# ATVs for logging purposes



## HandLogger (Jun 24, 2008)

Howdy all,

We own a large parcel of forest property in the Berkshires and are currently researching equipment to retrieve sawlogs in remote locations (at the bottom of relatively steep grades). The use of an ATV & fetching/forwarding arch has been highly recommended for this purpose, but I'm sure it's obvious that one can get themselves into a _"2nd mortgage project"_ very quickly this way.

Given the grades and distance we have to cover on our property, I believe the ATV is inevitable, so I guess it comes down to soliciting practical information from folks who have used their ATVs to fetch/skid/forward sawlogs from remote locations ... 

Given the recreational nature of ATVs, I realize that this system will have certain limitations (based on ATV frame strength alone). Nevertheless, I'm hoping that the ATV loggers out there might *suggest a good ATV to us*?

In addition, *I'd like to read some thoughts about fetching/skidding/forwarding arches*.

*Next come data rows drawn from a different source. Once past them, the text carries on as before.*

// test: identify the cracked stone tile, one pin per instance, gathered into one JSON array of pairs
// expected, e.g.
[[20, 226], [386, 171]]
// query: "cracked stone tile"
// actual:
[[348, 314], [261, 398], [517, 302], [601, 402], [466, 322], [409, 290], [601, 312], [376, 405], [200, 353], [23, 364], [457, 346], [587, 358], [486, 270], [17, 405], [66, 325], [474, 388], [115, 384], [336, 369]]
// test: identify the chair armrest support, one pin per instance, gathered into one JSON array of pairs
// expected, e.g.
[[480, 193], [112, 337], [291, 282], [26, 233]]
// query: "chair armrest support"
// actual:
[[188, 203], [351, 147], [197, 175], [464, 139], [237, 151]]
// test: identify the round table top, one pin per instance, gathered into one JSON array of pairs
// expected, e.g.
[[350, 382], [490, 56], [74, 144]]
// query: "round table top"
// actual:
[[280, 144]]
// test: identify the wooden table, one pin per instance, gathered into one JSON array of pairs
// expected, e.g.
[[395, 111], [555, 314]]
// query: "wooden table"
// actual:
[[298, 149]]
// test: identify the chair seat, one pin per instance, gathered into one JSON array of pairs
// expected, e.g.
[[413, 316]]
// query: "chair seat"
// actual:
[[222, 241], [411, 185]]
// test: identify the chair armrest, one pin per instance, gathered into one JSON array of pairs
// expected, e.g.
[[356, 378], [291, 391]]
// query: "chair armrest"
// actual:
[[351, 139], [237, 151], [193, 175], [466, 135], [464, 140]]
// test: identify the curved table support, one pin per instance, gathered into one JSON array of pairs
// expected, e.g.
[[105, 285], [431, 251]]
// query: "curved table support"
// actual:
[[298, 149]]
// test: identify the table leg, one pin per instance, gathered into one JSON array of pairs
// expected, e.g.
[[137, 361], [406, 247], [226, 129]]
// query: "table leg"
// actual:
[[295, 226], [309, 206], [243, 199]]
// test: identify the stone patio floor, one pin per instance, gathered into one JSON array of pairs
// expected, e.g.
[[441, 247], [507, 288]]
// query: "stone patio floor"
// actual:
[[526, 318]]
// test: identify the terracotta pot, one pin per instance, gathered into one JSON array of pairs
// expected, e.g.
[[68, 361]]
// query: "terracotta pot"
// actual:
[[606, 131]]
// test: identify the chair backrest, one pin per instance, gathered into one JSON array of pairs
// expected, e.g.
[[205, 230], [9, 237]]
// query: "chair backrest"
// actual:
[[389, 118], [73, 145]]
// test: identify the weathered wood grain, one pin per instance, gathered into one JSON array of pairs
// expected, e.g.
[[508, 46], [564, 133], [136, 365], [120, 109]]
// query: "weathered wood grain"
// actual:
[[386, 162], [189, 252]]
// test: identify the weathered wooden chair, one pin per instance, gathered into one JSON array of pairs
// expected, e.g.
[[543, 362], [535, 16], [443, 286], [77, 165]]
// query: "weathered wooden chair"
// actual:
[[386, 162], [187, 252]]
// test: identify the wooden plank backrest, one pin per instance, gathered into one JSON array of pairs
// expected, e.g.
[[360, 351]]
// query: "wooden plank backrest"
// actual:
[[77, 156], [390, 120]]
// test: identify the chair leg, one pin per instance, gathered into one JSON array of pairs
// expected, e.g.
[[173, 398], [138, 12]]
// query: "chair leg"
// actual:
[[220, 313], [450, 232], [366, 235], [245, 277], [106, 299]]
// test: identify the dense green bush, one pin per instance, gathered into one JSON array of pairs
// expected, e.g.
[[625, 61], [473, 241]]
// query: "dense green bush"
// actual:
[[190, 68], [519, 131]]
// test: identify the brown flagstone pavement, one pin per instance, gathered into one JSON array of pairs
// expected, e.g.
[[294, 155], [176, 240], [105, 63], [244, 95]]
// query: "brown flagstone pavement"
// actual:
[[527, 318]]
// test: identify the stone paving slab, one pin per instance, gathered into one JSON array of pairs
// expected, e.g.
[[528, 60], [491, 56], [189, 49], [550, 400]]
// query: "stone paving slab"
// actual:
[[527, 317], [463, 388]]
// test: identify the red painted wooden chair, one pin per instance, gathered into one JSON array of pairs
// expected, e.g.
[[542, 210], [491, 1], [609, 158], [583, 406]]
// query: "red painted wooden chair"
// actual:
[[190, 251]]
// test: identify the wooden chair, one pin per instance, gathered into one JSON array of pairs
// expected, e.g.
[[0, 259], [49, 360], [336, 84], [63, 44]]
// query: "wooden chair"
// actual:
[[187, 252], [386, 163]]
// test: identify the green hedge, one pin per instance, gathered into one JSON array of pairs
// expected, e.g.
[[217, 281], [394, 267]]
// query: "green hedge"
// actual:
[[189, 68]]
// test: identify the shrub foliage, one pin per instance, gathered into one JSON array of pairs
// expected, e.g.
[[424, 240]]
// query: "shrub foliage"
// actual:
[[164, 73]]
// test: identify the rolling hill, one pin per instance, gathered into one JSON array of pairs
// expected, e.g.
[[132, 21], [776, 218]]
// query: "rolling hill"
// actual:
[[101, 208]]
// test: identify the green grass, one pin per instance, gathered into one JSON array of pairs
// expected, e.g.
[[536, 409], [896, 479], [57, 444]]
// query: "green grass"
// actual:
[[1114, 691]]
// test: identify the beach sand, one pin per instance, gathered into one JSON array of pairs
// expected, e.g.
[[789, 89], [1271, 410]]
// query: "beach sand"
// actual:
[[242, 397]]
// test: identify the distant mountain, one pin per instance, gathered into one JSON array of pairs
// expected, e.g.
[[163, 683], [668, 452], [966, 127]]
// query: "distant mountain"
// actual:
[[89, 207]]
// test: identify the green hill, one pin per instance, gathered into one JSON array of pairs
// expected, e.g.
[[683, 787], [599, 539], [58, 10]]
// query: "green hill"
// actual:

The LogRite/Future Forestry Products fetching arch looks like an outstanding product, but you certainly pay for the quality you get. *Does anyone know of a more afforable alternative out there*? At the end of the day, we don't need beautiful paint and graphics -- we need functionality. Therefore, I'd even consider having an arch fabricated if anyone knows of someone doing this kind of thing.

Thanks for your time ...


----------



## bowtechmadman (Jun 24, 2008)

http://www.arboristsite.com/showthread.php?t=63535&page=2
Try that thread there are plans there for building a log arch for ATV use.
I'd highly recommend an Arctic Cat TRV for pulling the arch especially if your climbing ravines etc...
I have a 400 Arctic Cat TRV and a 650 Arctic Cat TRV. The TRV has a longer wheel base and is considered a two up machine...second seat can be replaced w/ a box or rack if not carrying extra passenger. AC makes true workhorses and even offers a diesel in the TRV model. I haven't been on the diesel machine but understand it is a true workhorse. The diesel was offered in 08 and 07 but don't believe it's available for 09. I have no issue pulling anything w/ either my 400 or 650...the longer wheel base helps prevent tipping due to tongue weight of load especially when dealing w/ inclines.
Here is a link to the AC website http://www.arctic-cat.com/atv/dirt.asp?category=2-UP&model=TRV550H1EFI
Keep in mind ATV's are no different than chainsaws...everyone has a favorite brand.


----------



## HandLogger (Jun 24, 2008)

Thanks for your time and consideration, *BowTech*. 

Your words about how saw and ATV brand preference are usually analogous are well taken. On the other hand, I see that you're very diverse when it comes to saws, so I'm assuming that you're a fairly well-grounded person.

And in keeping with this, I can tell you that you're not the first to recommend Arctic Cat (AC) to us. In fact, a logger I know up in Vermont uses a couple of them to facilitate low-impact logging. He doesn't actually own this particular model, but he told me that, _"If he had to do all over again,"_ he would go with the AC 500 with a manual transmission and a differential lock for the front end. The longer wheelbase of the 650 TRV sounds pretty ideal, *but what about the transmission issue?* Do you think the auto trans equipped models -- like the TRV550 you linked me to -- can hold up to this kind of thing?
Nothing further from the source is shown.